A peine arrivés, son père avait introduit Sacha auprès des convives les plus influents en ignorant sciemment ma présence. Parfaitement peigné, le costume impeccable, il avait l'aura de ces chefs mafieux siciliens qu'on croisait dans les films et autour desquels on se pressait dans l'espoir d'attirer leur attention. Un serveur nous avait offert une coupe de champagne et Monsieur Lazare -je n'arrivais pas à l'appeler Dimitri- avait pris Sacha par l'épaule sans lui laisser d'autre choix que celui de l'accompagner:

-Viens, il faut que tu rencontres Harold Hicks, le PDG du plus grand groupe pétrolier britannique. Il t'ouvrira des portes.

Sacha m'avait jeté un coup d'oeil confus en me faisant signe de la main qu'il n'en aurait que pour deux minutes. Inutile d'avoir une montre pour savoir que les deux minutes étaient terminées depuis un bon bout de temps.

Au départ, j'avais attendu là où ils m'avaient laissée. J'avais siroté mon verre en essayant de me donner une contenance. Je distribuais des sourires polis à ceux qui remarquaient ma présence. Puis, j'avais abandonné préférant la solitude à cette comédie. J'étais désormais accoudée au parapet à bonne distance des premiers convives dont la moyenne d'âge était le double du mien. Je m'y sentais moins oppressée. Nous n'avions rien en commun, rien à partager. Je ne connaissais rien de leurs métiers et n'avait pas suffisamment de culture générale pour soutenir une de leurs conversations. Nul doute que ma place ne fut pas parmi eux. Nos mondes étaient si différents...

Les vues sur le lac Léman et les montagnes étaient à couper le souffle. En contrebas, je parvenais même à distinguer les lumières de yachts plus luxueux les uns que les autres. Je frissonnai. Aux abords de la terrasse, le vent frais s'engouffrait dans mes cheveux qui voltigeaient en tout sens et glissait sur ma peau. J'en avais la chair de poule. Je m'enveloppai le mieux possible dans la veste noire que j'avais choisie pour dissimuler mon plâtre dont le bleu pétant jurait avec ma robe. Pourvu que les frottements n'en flinguent pas la manche. Cette fichue robe sur laquelle je devais tirer sans cesse de peur qu'à l'un de mes mouvements, ma culotte décide de faire une apparition inopinée.
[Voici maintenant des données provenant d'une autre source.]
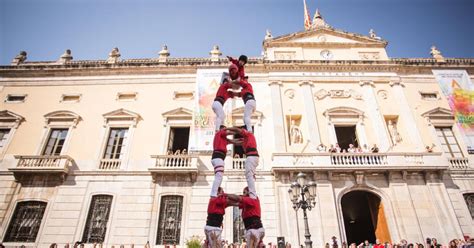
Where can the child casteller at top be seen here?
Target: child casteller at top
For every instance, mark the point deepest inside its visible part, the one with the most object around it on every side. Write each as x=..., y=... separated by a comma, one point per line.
x=240, y=64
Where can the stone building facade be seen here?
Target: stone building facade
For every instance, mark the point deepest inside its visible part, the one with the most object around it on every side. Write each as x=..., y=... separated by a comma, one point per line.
x=89, y=148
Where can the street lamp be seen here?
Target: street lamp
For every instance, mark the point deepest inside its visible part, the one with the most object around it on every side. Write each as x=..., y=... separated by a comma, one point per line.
x=303, y=196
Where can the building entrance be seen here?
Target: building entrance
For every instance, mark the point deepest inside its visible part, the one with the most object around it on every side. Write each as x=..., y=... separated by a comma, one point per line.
x=364, y=218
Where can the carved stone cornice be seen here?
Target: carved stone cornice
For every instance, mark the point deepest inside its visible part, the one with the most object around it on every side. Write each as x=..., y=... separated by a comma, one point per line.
x=367, y=83
x=396, y=83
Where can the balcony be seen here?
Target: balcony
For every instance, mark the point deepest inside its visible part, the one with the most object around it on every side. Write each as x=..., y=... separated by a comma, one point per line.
x=110, y=164
x=459, y=164
x=42, y=165
x=361, y=163
x=175, y=165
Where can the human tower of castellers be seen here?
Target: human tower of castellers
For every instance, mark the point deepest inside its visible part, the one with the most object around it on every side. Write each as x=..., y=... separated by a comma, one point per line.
x=248, y=202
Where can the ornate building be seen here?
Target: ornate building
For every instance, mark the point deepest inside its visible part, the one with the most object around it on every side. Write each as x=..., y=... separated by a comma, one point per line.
x=93, y=151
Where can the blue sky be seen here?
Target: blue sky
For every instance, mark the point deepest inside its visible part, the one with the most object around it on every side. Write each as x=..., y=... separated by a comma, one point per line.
x=91, y=28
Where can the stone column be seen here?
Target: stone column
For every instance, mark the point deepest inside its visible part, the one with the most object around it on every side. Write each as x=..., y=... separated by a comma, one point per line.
x=407, y=116
x=278, y=117
x=360, y=128
x=374, y=114
x=311, y=113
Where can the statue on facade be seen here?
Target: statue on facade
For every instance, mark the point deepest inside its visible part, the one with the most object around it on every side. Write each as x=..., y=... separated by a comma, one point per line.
x=19, y=59
x=436, y=54
x=373, y=35
x=114, y=56
x=394, y=134
x=296, y=136
x=65, y=57
x=268, y=34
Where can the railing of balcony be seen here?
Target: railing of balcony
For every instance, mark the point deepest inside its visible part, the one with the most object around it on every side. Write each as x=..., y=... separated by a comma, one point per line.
x=176, y=161
x=459, y=163
x=44, y=162
x=110, y=164
x=358, y=159
x=336, y=160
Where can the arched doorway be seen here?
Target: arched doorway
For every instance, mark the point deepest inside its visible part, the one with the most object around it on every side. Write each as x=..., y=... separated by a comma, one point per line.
x=364, y=217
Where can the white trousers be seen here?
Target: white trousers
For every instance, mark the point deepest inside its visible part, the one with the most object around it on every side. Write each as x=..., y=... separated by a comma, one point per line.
x=220, y=114
x=213, y=236
x=249, y=108
x=254, y=236
x=218, y=165
x=251, y=164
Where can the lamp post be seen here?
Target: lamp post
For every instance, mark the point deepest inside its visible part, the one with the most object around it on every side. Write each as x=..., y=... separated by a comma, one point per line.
x=303, y=196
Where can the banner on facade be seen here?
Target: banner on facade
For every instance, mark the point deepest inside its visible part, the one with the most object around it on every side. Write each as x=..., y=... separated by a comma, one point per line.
x=459, y=90
x=202, y=131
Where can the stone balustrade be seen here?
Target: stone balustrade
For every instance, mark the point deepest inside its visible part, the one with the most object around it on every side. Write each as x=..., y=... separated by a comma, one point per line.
x=110, y=164
x=42, y=165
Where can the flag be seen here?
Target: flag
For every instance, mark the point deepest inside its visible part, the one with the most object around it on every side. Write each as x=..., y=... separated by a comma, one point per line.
x=307, y=17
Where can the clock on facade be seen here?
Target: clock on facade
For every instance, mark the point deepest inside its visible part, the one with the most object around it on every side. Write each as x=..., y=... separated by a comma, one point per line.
x=326, y=54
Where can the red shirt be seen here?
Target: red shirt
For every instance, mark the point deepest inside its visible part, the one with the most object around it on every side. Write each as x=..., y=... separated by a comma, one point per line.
x=241, y=68
x=217, y=205
x=250, y=207
x=220, y=141
x=249, y=144
x=223, y=93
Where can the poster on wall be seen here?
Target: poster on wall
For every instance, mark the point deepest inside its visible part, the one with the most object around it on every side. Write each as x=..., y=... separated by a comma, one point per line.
x=202, y=130
x=459, y=90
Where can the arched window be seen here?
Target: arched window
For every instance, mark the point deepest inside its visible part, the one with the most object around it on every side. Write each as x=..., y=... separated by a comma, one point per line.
x=169, y=224
x=26, y=221
x=469, y=198
x=97, y=219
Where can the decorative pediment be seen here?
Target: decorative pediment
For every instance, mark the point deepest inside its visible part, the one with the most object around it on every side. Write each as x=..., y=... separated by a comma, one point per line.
x=10, y=119
x=325, y=36
x=439, y=116
x=344, y=114
x=122, y=115
x=179, y=112
x=63, y=116
x=321, y=94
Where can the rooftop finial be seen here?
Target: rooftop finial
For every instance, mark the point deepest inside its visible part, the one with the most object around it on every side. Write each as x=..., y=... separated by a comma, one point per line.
x=65, y=57
x=436, y=54
x=215, y=53
x=318, y=21
x=164, y=53
x=114, y=56
x=19, y=59
x=268, y=34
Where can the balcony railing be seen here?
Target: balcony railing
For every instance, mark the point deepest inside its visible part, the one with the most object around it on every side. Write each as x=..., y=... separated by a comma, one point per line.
x=42, y=164
x=360, y=160
x=110, y=164
x=459, y=163
x=175, y=164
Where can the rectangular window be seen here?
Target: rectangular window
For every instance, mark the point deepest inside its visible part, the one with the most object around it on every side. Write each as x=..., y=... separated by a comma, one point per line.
x=346, y=135
x=13, y=98
x=25, y=222
x=97, y=218
x=169, y=224
x=55, y=142
x=3, y=137
x=238, y=224
x=179, y=139
x=449, y=143
x=116, y=143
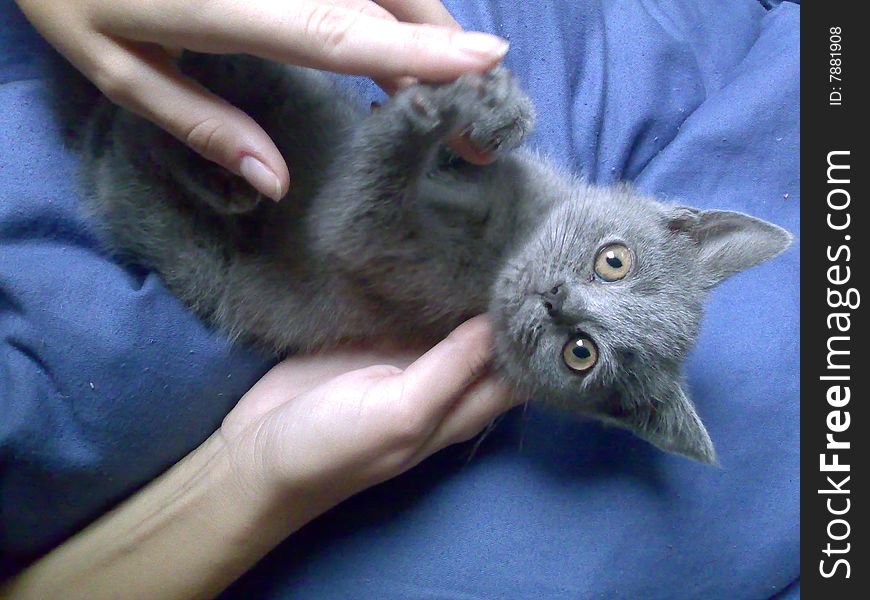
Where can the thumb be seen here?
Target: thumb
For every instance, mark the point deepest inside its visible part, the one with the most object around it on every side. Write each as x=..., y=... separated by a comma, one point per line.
x=146, y=82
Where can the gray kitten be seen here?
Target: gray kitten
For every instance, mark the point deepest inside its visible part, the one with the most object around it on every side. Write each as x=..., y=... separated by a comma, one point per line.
x=596, y=293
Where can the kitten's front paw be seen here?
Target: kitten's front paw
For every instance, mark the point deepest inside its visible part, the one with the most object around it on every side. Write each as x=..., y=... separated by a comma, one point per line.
x=492, y=111
x=489, y=109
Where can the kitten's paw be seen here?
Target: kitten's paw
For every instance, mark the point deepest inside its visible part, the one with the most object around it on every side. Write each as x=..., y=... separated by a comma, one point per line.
x=492, y=111
x=489, y=109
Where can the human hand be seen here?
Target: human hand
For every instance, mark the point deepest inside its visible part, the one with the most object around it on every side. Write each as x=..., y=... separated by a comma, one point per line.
x=316, y=430
x=124, y=47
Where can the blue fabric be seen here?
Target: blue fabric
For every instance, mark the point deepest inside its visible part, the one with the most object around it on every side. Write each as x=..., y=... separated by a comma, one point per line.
x=105, y=379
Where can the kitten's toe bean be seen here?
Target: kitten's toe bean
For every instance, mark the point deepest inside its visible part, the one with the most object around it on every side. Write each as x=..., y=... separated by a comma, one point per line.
x=500, y=117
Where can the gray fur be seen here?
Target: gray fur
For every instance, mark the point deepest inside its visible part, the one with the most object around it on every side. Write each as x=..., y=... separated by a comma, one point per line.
x=384, y=235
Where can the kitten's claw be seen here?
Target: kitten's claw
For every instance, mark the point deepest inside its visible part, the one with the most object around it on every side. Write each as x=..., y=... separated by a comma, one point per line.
x=487, y=109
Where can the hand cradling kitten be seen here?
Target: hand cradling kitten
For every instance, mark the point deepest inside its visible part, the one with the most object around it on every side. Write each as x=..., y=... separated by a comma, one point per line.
x=596, y=293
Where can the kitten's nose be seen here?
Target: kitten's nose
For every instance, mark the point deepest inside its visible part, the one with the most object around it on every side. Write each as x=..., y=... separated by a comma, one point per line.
x=553, y=299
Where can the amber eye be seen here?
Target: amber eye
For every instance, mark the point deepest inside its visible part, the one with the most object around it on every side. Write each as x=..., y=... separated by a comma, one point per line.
x=613, y=262
x=580, y=354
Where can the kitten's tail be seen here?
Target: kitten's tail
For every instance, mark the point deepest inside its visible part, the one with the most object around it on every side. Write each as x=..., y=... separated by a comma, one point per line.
x=73, y=99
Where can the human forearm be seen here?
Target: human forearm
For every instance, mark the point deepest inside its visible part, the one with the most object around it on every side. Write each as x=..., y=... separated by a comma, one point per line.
x=188, y=534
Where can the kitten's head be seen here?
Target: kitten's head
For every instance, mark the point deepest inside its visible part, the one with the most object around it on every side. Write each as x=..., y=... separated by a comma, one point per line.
x=597, y=310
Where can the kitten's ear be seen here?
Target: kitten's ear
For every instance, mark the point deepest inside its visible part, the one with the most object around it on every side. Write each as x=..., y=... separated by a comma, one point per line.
x=669, y=422
x=728, y=242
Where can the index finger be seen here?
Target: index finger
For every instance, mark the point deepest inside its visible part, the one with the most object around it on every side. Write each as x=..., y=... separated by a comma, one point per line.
x=433, y=382
x=313, y=34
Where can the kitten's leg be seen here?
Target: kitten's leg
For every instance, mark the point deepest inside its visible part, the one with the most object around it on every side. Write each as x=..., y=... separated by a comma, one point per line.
x=367, y=220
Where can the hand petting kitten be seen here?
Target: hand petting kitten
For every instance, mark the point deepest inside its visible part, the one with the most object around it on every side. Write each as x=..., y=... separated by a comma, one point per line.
x=595, y=293
x=126, y=47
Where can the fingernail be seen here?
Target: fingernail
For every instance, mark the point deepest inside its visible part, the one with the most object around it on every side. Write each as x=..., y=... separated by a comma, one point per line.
x=481, y=45
x=261, y=177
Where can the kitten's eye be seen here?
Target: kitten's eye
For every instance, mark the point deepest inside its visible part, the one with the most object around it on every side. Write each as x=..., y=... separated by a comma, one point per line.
x=580, y=354
x=613, y=262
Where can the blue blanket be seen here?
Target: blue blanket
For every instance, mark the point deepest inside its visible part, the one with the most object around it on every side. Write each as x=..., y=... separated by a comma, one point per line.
x=106, y=379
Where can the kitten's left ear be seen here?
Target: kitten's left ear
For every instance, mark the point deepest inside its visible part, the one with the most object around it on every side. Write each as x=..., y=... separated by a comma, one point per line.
x=728, y=242
x=668, y=421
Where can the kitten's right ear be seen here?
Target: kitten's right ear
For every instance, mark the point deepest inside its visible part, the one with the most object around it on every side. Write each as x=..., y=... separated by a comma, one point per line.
x=728, y=242
x=668, y=421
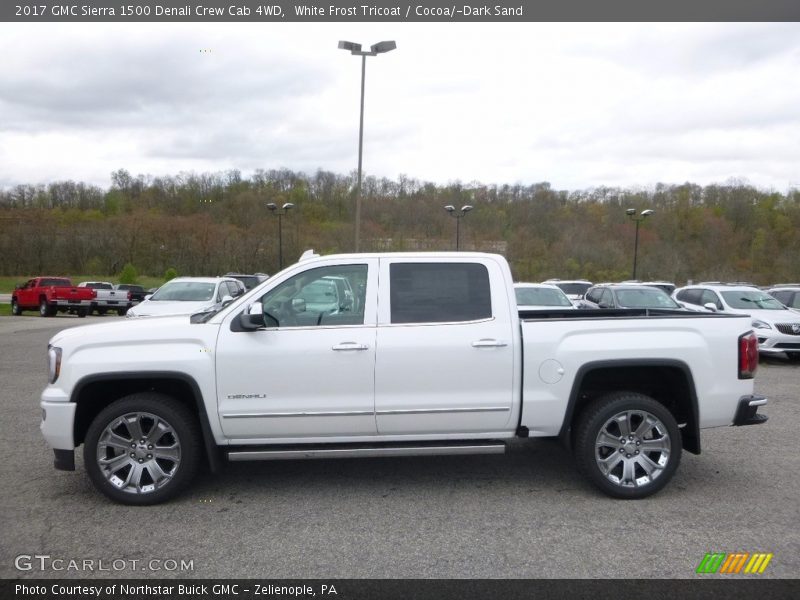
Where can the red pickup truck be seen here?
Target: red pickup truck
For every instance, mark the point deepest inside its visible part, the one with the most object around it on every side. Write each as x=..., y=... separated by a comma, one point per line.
x=50, y=295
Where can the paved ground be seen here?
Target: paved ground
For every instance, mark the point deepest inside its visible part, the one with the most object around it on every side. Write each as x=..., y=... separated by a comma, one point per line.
x=525, y=514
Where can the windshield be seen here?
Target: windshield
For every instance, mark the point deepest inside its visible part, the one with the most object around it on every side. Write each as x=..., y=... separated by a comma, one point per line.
x=540, y=297
x=644, y=298
x=750, y=299
x=184, y=291
x=55, y=282
x=574, y=289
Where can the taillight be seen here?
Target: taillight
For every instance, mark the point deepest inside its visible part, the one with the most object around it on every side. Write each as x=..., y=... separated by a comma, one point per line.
x=748, y=355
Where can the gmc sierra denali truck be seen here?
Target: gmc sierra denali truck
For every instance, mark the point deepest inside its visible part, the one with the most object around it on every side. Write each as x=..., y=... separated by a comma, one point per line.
x=431, y=356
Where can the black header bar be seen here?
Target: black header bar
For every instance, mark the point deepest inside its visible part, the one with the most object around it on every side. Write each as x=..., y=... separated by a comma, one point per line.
x=400, y=11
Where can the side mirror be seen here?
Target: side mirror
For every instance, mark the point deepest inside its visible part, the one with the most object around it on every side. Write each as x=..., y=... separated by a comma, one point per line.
x=251, y=321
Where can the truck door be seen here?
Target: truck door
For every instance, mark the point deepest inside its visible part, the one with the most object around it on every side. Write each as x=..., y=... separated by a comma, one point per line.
x=445, y=351
x=310, y=372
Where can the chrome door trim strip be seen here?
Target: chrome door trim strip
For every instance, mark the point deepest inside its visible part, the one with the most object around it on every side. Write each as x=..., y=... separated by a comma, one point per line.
x=343, y=413
x=426, y=411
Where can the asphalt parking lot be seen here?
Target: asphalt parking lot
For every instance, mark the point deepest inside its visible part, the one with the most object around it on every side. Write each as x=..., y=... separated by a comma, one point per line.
x=520, y=515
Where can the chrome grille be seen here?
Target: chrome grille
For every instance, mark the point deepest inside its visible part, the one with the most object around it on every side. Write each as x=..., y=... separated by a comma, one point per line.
x=788, y=328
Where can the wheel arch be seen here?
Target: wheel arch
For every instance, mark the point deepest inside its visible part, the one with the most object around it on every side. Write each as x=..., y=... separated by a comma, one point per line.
x=94, y=392
x=670, y=382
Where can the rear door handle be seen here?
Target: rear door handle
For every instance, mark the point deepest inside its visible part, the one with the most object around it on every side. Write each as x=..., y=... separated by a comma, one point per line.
x=489, y=344
x=344, y=346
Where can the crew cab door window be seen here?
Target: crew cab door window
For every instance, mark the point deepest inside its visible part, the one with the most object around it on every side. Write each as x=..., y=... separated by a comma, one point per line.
x=439, y=293
x=445, y=351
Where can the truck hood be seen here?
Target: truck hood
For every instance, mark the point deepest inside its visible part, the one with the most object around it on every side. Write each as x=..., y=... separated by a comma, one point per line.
x=148, y=308
x=129, y=330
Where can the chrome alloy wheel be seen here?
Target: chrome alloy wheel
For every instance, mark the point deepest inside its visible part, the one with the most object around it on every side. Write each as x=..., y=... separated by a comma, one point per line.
x=632, y=449
x=138, y=452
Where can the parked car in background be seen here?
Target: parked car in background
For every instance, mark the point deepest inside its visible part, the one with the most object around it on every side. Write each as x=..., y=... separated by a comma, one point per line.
x=106, y=297
x=137, y=293
x=665, y=286
x=573, y=288
x=787, y=294
x=249, y=281
x=189, y=295
x=541, y=296
x=777, y=327
x=51, y=295
x=622, y=295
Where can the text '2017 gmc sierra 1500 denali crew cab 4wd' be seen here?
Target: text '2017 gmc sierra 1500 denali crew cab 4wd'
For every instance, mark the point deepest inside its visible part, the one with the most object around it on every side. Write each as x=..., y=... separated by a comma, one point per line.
x=430, y=355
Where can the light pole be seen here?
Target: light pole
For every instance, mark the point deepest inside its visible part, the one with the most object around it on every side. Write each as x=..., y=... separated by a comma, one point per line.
x=458, y=215
x=374, y=50
x=273, y=208
x=631, y=212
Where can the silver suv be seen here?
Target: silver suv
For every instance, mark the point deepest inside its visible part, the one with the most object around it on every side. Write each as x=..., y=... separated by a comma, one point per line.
x=777, y=327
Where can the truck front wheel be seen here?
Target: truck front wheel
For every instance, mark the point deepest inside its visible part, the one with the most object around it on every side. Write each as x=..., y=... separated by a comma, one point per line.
x=628, y=445
x=142, y=449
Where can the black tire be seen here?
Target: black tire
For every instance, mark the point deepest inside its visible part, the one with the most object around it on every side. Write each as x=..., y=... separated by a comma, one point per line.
x=45, y=310
x=599, y=441
x=177, y=428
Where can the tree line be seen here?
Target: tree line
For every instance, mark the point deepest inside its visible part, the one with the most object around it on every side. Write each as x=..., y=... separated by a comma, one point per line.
x=212, y=223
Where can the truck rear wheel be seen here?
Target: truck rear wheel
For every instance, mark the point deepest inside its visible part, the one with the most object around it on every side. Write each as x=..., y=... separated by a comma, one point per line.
x=142, y=449
x=628, y=445
x=45, y=310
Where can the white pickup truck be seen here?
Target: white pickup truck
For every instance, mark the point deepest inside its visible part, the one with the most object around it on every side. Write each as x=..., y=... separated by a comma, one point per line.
x=430, y=356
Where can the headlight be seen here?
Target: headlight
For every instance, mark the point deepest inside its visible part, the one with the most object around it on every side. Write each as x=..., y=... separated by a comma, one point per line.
x=53, y=363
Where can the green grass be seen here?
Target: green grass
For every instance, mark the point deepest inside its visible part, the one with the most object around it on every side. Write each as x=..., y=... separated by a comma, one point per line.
x=7, y=283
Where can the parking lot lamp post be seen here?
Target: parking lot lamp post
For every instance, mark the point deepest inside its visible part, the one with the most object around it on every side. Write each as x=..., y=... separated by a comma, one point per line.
x=631, y=212
x=273, y=208
x=374, y=50
x=458, y=215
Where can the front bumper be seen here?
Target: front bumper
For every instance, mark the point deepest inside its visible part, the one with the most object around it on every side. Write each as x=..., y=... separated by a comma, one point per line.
x=747, y=412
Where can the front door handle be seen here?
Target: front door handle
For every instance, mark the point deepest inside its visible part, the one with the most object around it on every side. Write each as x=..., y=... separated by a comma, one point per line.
x=349, y=346
x=485, y=343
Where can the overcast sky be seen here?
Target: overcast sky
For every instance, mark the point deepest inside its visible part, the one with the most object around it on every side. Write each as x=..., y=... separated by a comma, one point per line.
x=578, y=105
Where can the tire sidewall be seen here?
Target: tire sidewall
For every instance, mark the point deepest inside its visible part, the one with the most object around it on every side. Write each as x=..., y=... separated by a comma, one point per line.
x=176, y=415
x=593, y=419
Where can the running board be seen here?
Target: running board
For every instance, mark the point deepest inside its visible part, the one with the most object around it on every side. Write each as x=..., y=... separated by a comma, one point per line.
x=296, y=453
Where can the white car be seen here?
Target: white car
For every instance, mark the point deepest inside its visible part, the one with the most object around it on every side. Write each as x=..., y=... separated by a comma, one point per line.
x=573, y=288
x=189, y=295
x=541, y=296
x=776, y=326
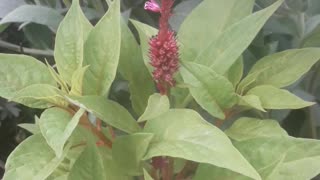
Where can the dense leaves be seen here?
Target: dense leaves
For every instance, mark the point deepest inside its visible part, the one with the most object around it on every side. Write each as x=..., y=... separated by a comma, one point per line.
x=90, y=130
x=184, y=134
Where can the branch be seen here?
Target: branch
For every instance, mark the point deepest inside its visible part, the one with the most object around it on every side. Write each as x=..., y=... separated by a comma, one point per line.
x=20, y=49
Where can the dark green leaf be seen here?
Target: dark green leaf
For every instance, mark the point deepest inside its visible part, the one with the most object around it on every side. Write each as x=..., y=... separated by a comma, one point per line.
x=102, y=51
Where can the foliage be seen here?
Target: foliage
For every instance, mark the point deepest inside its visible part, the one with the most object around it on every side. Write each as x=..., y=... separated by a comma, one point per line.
x=84, y=134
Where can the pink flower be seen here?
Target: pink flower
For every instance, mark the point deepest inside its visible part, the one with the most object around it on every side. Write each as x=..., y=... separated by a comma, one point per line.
x=164, y=51
x=152, y=5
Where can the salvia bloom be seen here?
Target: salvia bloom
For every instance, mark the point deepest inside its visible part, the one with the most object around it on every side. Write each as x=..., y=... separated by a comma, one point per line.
x=163, y=51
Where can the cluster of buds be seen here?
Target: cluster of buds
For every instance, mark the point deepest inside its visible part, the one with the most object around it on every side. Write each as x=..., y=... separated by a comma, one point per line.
x=164, y=49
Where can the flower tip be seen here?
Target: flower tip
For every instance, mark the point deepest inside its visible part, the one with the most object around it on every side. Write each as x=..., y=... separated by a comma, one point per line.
x=152, y=5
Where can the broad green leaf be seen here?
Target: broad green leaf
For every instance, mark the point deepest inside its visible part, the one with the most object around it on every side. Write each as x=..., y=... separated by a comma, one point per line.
x=284, y=68
x=108, y=111
x=128, y=151
x=20, y=71
x=57, y=125
x=32, y=159
x=222, y=53
x=145, y=33
x=181, y=11
x=32, y=128
x=102, y=51
x=235, y=72
x=274, y=154
x=9, y=5
x=157, y=105
x=69, y=46
x=63, y=85
x=111, y=170
x=40, y=96
x=146, y=175
x=275, y=98
x=209, y=172
x=247, y=128
x=207, y=22
x=77, y=81
x=64, y=168
x=252, y=101
x=35, y=14
x=312, y=40
x=247, y=81
x=39, y=36
x=212, y=91
x=88, y=166
x=183, y=133
x=132, y=68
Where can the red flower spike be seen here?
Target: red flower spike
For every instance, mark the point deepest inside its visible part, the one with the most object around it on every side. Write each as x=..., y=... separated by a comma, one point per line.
x=164, y=49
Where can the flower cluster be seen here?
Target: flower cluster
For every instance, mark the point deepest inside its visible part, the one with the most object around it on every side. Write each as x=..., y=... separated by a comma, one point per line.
x=164, y=53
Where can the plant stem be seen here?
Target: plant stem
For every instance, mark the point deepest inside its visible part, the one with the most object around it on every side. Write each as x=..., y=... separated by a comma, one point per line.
x=86, y=123
x=167, y=170
x=21, y=49
x=109, y=2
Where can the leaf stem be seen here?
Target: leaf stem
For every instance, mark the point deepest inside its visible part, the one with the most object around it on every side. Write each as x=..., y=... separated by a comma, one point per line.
x=109, y=2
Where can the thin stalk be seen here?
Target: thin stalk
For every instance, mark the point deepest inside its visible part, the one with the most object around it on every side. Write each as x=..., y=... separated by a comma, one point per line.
x=109, y=2
x=98, y=6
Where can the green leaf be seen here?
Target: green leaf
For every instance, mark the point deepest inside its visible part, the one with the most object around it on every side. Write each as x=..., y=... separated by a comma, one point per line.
x=20, y=71
x=40, y=96
x=247, y=81
x=183, y=133
x=312, y=40
x=102, y=51
x=157, y=105
x=64, y=168
x=252, y=101
x=77, y=81
x=35, y=14
x=32, y=128
x=274, y=154
x=145, y=33
x=199, y=24
x=63, y=85
x=108, y=111
x=146, y=175
x=89, y=166
x=57, y=126
x=212, y=91
x=274, y=98
x=32, y=159
x=247, y=128
x=132, y=68
x=235, y=72
x=208, y=172
x=222, y=53
x=111, y=170
x=69, y=46
x=128, y=151
x=284, y=68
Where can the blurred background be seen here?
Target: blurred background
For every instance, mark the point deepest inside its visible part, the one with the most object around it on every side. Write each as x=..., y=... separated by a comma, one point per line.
x=29, y=27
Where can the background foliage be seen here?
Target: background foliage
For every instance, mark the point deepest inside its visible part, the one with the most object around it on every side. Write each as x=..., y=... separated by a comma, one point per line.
x=30, y=26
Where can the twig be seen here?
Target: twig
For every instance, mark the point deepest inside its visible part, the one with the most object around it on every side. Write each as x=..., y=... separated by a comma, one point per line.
x=20, y=49
x=109, y=2
x=190, y=166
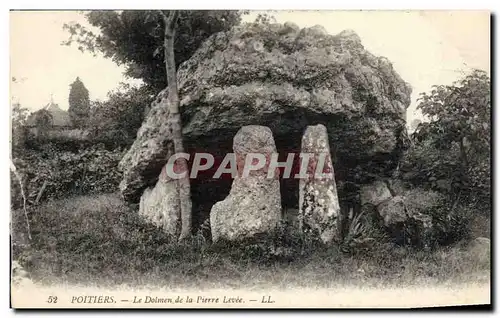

-Rassurez-vous, on ne voit rien! s'amusa une voix grave avec un fort accent anglais derrière moi.

Je sursautai, je ne l'avais pas entendu arriver derrière moi. Je repris ma respiration avant de me retourner. Un homme aux cheveux poivre et sel, petite cinquantaine ou cinquantaine bien avancée -difficile de me prononcer-, taille moyenne, se tenait derrière moi. Avec ses yeux noisettes, son visage carré et son menton affirmé, il ressemblait à Colin Firth. Il affichait une moue amusée. L'idée qu'à l'instant cet homme était en train de reluquer mon postérieur me fit me sentir brusquement vulnérable. Je croisai les bras dans une tentative désespérer de me protéger face à cette intrusion.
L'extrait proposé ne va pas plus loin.